На этом экзамене студенты вытягивали билеты, в которых были написаны три заклинания, владение которыми нужно было продемонстрировать. Бруно страшно волновался, но всё же сделал всё правильно и получил свою заслуженную пятёрку.
Когда его наконец отпустили и настала настоящая свобода, та самая, долгожданная, Бруно не хотелось возвращаться домой. Он так долго ждал этого момента, а вот что с ним делать придумать ещё не успел. Но оказаться сейчас дома ему совершенно точно не хотелось. Там ничего особенного его не ждало, а если ещё и мама в плохом настроении окажется… Да ещё и профессор Хиклин назначил ему встречу. До неё времени оставалось предостаточно, и в эти минуты Бруно был предоставлен сам себе.
В конце концов решение его оказалось довольно простым. Бруно отправился на прогулку. Неважно, куда – лапы несли его сами, а он гонял в голове разнообразные мысли и наслаждался всем, что его окружало. Такое состояние у него бывало довольно редко, и нужно было ловить каждый миг этого спокойствия и расслабленности.
Добредя до парка, того самого, где они гуляли с Линдой и Хью, Бруно нашёл себе лавочку в, наверное, самом уединённом уголке, какой он только смог найти. Стряхнув с неё пылинки, Бруно уселся и достал из рюкзака свой плеер. Подобрав плейлист, он вставил наушники в уши и постарался расслабиться.

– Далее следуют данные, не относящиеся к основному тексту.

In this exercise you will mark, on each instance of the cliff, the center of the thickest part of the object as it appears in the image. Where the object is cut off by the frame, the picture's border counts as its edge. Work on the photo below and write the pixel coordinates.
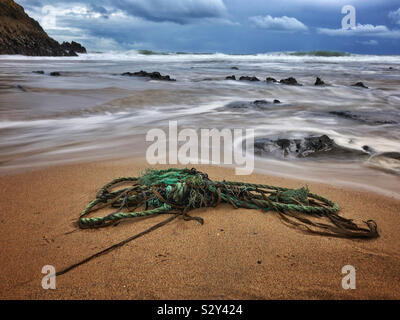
(20, 34)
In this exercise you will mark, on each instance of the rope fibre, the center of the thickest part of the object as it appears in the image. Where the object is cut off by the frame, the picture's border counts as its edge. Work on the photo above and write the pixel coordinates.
(178, 191)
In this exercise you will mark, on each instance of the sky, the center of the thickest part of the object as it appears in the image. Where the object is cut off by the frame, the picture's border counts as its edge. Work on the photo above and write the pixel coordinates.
(226, 26)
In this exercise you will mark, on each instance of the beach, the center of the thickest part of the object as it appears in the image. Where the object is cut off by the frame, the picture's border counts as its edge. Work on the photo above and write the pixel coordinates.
(236, 254)
(69, 125)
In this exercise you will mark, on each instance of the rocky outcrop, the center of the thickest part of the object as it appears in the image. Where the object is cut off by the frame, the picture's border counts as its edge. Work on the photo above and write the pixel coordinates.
(369, 117)
(151, 75)
(73, 47)
(319, 82)
(247, 78)
(20, 34)
(290, 81)
(270, 79)
(321, 146)
(360, 84)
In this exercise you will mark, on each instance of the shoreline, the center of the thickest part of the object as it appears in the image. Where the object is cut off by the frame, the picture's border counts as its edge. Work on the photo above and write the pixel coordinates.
(184, 260)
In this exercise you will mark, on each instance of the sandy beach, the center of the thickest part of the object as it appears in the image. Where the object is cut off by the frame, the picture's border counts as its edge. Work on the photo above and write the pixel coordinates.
(236, 254)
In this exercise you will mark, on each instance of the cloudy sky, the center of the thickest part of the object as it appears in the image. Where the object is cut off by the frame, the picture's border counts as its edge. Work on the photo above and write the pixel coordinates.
(229, 26)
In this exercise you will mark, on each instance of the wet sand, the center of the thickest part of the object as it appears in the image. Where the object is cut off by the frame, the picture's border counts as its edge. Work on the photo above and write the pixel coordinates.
(236, 254)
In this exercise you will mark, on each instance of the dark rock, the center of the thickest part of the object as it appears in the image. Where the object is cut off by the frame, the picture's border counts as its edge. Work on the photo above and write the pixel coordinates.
(20, 34)
(386, 161)
(290, 81)
(319, 82)
(321, 146)
(374, 118)
(360, 84)
(21, 88)
(73, 47)
(270, 79)
(256, 105)
(151, 75)
(368, 149)
(246, 78)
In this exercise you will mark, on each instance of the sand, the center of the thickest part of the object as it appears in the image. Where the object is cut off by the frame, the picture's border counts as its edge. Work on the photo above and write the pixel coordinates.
(236, 254)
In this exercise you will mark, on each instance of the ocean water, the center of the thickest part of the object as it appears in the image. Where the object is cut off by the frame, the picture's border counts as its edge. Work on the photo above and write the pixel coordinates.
(91, 111)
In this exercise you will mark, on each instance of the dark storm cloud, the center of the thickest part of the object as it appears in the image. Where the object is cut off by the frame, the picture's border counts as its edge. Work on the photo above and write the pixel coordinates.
(231, 26)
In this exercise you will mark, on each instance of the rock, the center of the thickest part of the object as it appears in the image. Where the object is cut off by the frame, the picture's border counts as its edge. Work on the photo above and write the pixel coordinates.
(270, 79)
(246, 78)
(373, 118)
(321, 146)
(20, 34)
(290, 81)
(386, 161)
(368, 150)
(73, 47)
(319, 82)
(151, 75)
(258, 102)
(360, 84)
(256, 105)
(21, 88)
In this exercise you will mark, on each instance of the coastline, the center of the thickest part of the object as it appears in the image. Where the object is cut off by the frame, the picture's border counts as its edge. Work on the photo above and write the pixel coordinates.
(236, 254)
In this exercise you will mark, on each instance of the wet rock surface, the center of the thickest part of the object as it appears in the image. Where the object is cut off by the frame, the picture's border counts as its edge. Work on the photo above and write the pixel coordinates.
(319, 82)
(313, 146)
(386, 161)
(256, 104)
(152, 75)
(360, 85)
(373, 118)
(20, 34)
(247, 78)
(290, 81)
(271, 80)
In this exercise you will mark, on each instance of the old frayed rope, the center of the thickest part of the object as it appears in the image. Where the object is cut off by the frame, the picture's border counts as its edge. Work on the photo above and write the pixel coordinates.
(178, 191)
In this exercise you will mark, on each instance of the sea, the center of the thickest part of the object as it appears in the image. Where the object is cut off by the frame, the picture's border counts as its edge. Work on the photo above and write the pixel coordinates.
(93, 112)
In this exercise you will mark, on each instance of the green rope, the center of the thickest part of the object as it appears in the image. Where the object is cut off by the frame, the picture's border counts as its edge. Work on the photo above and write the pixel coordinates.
(178, 191)
(182, 190)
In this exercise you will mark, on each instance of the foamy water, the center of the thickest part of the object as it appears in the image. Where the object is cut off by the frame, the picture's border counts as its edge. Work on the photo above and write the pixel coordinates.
(92, 112)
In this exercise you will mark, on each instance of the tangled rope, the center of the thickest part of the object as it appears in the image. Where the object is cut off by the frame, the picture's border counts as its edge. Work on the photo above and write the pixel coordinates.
(178, 191)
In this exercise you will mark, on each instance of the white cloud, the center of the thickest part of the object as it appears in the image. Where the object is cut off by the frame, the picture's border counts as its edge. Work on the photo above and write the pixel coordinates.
(369, 42)
(178, 11)
(362, 30)
(278, 23)
(395, 16)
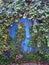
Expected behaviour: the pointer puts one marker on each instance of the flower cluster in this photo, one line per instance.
(20, 56)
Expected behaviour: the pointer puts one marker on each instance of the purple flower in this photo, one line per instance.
(7, 53)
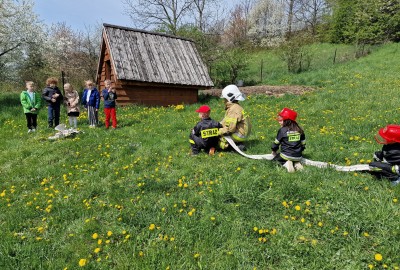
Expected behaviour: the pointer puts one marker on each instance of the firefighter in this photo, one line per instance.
(236, 122)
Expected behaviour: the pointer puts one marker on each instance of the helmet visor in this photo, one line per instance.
(379, 139)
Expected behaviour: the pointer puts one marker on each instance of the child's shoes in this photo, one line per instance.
(212, 151)
(289, 166)
(298, 166)
(395, 182)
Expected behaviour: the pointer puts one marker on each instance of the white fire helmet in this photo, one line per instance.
(232, 93)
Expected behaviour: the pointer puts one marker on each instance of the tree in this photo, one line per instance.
(75, 53)
(268, 24)
(365, 21)
(20, 30)
(236, 33)
(311, 13)
(167, 15)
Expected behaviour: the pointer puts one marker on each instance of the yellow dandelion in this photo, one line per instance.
(82, 262)
(378, 257)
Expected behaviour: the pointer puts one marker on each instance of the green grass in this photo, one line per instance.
(220, 212)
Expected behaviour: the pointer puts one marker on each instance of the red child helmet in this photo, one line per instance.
(203, 109)
(388, 134)
(288, 114)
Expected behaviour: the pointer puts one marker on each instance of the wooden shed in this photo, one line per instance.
(151, 68)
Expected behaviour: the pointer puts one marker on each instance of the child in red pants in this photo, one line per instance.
(109, 95)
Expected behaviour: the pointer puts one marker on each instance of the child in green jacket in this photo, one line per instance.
(31, 103)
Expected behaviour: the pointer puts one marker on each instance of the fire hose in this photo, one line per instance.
(319, 164)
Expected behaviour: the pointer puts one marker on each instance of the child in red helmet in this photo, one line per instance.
(291, 140)
(205, 134)
(386, 163)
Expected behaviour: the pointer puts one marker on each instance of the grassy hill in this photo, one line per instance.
(132, 198)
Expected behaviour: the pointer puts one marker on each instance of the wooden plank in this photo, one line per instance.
(130, 43)
(198, 66)
(115, 53)
(181, 65)
(192, 74)
(121, 40)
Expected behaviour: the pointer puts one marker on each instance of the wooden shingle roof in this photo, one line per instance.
(144, 56)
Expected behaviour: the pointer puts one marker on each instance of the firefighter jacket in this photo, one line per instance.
(390, 154)
(292, 144)
(236, 122)
(205, 133)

Почки на большинстве деревьев уже распустились. На небольшой полянке, куда свободно проникал свет, не встречавший препятствий в виде их крон, расцвели одуванчики. Десяток маленьких жёлтых солнышек на траве… Казалось бы, одуванчики – самые обычные в мире цветы, какие только можно себе представить. Огородники борются с ними, чтобы они не соперничали с их посевами, а все остальные проходят мимо, не замечая. Правда, есть и дети, которые плетут венки из жёлтых цветочков и дуют на белые, радостно смеясь, когда семена разлетаются по сторонам. Но дети вообще видят этот мир иначе, чем взрослые. У них меньше невзгод и тревог, а многие дети ещё не подозревают о зле, которое существует в мире, и думают, что всё всегда хорошо, а раз у них так, то и во всём мире все живые существа радуются и процветают. Потом дети растут, становятся подростками, а затем и взрослыми… Ну, в этом ничего такого нет – это всем хорошо знакомо, а вот детство как-то забывается, стирается из памяти. Из-за этого так часто взрослые не понимают и, что ещё хуже, не хотят понять тех, кто младше их.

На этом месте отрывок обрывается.